The data obtained in the current study indicated that there were no significant differences in early childhood growth and cognitive development between the children born to H. pylori-seropositive mothers and seronegative mothers. In addition, maternal H. pylori-seropositivity during pregnancy did not increase the risk of acquiring H. pylori infection in children. This is consistent with our observations that maternal H. pylori infection status did not affect initial birth weight.

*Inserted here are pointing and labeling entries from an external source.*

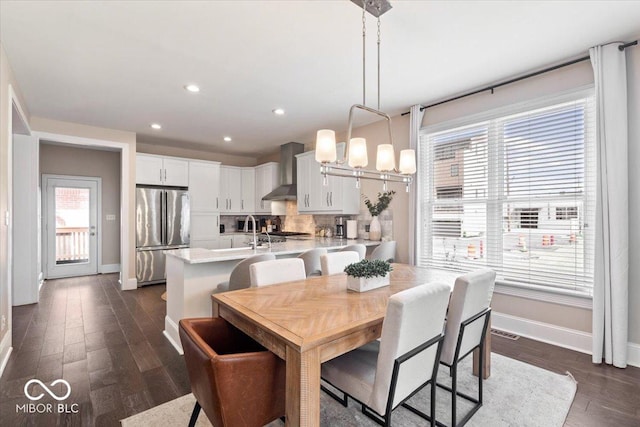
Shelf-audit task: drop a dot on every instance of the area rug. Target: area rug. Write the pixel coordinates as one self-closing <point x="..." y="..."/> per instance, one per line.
<point x="516" y="394"/>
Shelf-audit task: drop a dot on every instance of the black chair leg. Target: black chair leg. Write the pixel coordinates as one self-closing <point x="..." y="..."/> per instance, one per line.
<point x="454" y="392"/>
<point x="194" y="414"/>
<point x="433" y="403"/>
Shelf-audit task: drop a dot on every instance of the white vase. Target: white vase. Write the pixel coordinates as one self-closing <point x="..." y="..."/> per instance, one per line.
<point x="375" y="231"/>
<point x="362" y="284"/>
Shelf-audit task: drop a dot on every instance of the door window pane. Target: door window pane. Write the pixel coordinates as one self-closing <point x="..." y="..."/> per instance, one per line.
<point x="72" y="225"/>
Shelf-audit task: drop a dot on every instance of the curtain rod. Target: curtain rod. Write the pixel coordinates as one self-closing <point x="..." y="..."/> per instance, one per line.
<point x="526" y="76"/>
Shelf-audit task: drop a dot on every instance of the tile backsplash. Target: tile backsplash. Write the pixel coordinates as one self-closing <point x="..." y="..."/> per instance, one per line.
<point x="309" y="224"/>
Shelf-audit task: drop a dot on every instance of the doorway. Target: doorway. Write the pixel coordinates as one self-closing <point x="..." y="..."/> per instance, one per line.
<point x="71" y="226"/>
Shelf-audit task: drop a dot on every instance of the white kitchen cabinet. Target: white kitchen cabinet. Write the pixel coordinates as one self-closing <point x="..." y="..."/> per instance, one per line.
<point x="204" y="186"/>
<point x="339" y="196"/>
<point x="309" y="191"/>
<point x="237" y="190"/>
<point x="161" y="170"/>
<point x="230" y="189"/>
<point x="204" y="226"/>
<point x="248" y="191"/>
<point x="226" y="242"/>
<point x="267" y="179"/>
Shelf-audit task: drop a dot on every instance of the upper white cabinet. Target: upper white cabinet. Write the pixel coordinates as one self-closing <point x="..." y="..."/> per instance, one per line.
<point x="230" y="188"/>
<point x="339" y="196"/>
<point x="266" y="181"/>
<point x="237" y="190"/>
<point x="204" y="186"/>
<point x="248" y="193"/>
<point x="160" y="170"/>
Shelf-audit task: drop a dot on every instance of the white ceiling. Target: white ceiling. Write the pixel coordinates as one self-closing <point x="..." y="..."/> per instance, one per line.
<point x="123" y="64"/>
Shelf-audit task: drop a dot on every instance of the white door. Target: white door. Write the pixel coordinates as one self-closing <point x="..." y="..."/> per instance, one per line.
<point x="71" y="225"/>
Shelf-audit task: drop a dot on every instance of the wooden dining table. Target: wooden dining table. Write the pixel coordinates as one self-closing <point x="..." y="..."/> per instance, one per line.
<point x="310" y="321"/>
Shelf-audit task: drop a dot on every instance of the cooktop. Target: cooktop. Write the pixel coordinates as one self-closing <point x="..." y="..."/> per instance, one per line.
<point x="287" y="233"/>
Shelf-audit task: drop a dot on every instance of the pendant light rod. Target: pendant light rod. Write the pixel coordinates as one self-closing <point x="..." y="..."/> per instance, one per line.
<point x="364" y="54"/>
<point x="354" y="163"/>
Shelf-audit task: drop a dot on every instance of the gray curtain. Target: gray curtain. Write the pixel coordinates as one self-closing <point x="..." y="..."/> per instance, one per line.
<point x="611" y="275"/>
<point x="414" y="140"/>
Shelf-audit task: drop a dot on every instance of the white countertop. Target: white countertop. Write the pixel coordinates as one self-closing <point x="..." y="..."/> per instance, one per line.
<point x="291" y="246"/>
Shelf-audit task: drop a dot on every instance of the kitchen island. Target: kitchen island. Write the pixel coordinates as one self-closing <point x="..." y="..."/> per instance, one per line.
<point x="194" y="274"/>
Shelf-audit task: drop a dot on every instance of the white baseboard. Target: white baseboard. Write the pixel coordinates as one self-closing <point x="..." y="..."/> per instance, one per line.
<point x="633" y="354"/>
<point x="545" y="332"/>
<point x="109" y="268"/>
<point x="172" y="334"/>
<point x="128" y="284"/>
<point x="5" y="351"/>
<point x="555" y="335"/>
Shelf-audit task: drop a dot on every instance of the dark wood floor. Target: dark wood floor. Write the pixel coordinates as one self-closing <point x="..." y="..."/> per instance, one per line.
<point x="109" y="346"/>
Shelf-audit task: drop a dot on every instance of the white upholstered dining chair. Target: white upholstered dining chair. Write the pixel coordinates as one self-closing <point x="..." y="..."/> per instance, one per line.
<point x="383" y="374"/>
<point x="385" y="251"/>
<point x="467" y="321"/>
<point x="311" y="260"/>
<point x="335" y="262"/>
<point x="356" y="247"/>
<point x="276" y="271"/>
<point x="239" y="278"/>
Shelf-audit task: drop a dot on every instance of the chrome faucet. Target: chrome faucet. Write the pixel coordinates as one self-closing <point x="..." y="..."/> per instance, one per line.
<point x="253" y="244"/>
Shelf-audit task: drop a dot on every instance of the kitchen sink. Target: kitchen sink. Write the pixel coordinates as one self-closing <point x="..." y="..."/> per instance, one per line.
<point x="243" y="248"/>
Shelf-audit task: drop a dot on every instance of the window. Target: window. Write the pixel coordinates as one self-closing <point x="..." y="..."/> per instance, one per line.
<point x="527" y="217"/>
<point x="564" y="213"/>
<point x="522" y="198"/>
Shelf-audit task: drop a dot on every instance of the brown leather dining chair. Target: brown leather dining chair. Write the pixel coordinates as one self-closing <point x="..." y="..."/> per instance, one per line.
<point x="233" y="378"/>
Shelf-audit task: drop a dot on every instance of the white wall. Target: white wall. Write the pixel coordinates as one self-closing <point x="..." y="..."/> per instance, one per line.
<point x="6" y="79"/>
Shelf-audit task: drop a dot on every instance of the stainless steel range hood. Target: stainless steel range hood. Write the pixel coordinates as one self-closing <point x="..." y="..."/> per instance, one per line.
<point x="287" y="190"/>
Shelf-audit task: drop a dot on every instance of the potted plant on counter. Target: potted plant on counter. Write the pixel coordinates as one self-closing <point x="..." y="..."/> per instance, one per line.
<point x="375" y="209"/>
<point x="367" y="274"/>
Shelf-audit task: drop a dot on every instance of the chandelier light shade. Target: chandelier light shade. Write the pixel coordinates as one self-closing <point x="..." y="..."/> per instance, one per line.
<point x="386" y="158"/>
<point x="407" y="162"/>
<point x="358" y="157"/>
<point x="326" y="146"/>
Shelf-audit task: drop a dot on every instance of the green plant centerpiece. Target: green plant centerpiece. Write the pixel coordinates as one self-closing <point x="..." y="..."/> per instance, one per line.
<point x="383" y="202"/>
<point x="367" y="274"/>
<point x="375" y="209"/>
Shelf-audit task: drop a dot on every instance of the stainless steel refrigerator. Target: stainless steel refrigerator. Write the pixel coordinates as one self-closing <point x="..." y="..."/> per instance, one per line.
<point x="162" y="223"/>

There are several limitations to this study. First, SGA was used as a surrogate for IUGR. However, this clinical definition does not distinguish between constitutionally and pathologically small fetuses [37, 38]. On the other hand, although suffering from intrauterine growth deceleration, IUGR infants may have appropriate birth weight as per gestation. “True” IUGR infants are mostly a consequence of placental insufficiency, and they present with poorer perinatal and long-term outcomes compared with constitutionally SGA neonates [38, 39]. Thus, ways to more effectively distinguish neonates with IUGR would be more clinically relevant. Second, not all risk factors of SGA were considered in this study. SGA risk factors such as maternal weight gain, nutritional status during pregnancy, PE and the prevalence and severity of hyperemesis gravidarum may also play important roles and should therefore be studied in the future. Indeed, maternal weight gain during pregnancy has been shown to be positively correlated with neonatal birth weight [40]. Third, given that placental weight was negatively correlated with the risk of SGA [41, 42], we relied on placental weight as a representative of overall placental condition. However, more in-depth evaluations of specific placental parameters such as uterine artery velocimetry or expression of biomarkers should be performed. This would allow important weight-independent physiological and pathological changes of the placenta to be detected more effectively. Furthermore, our serology H. pylori IgG test, which was used to define infection status in our cohort, did not distinguish previously cleared infections from ongoing infections [43]. Lastly, there were missing data during the 3-year follow-up period, which may have led to bias in the results.

Conclusions

In this prospective cohort study in Taiwan, we found that maternal H. pylori infection per se did not promote SGA in neonates. We showed that SGA was most likely caused by other H. pylori-induced pathologies and pregnancy-related complications such as hyperemesis gravidarum, PE, and anemia. Moreover, we revealed that maternal H. pylori infection did not directly impair growth and cognitive development during early childhood. However, as H. pylori-infected pregnant women are more likely to develop PIH, increased attention should be paid to prevent hypertension-related complications in these individuals. Future studies to investigate the possible mechanisms by which H. pylori directly affects PIH and to assess whether H. pylori eradication can decrease the risk of PIH for mothers are warranted.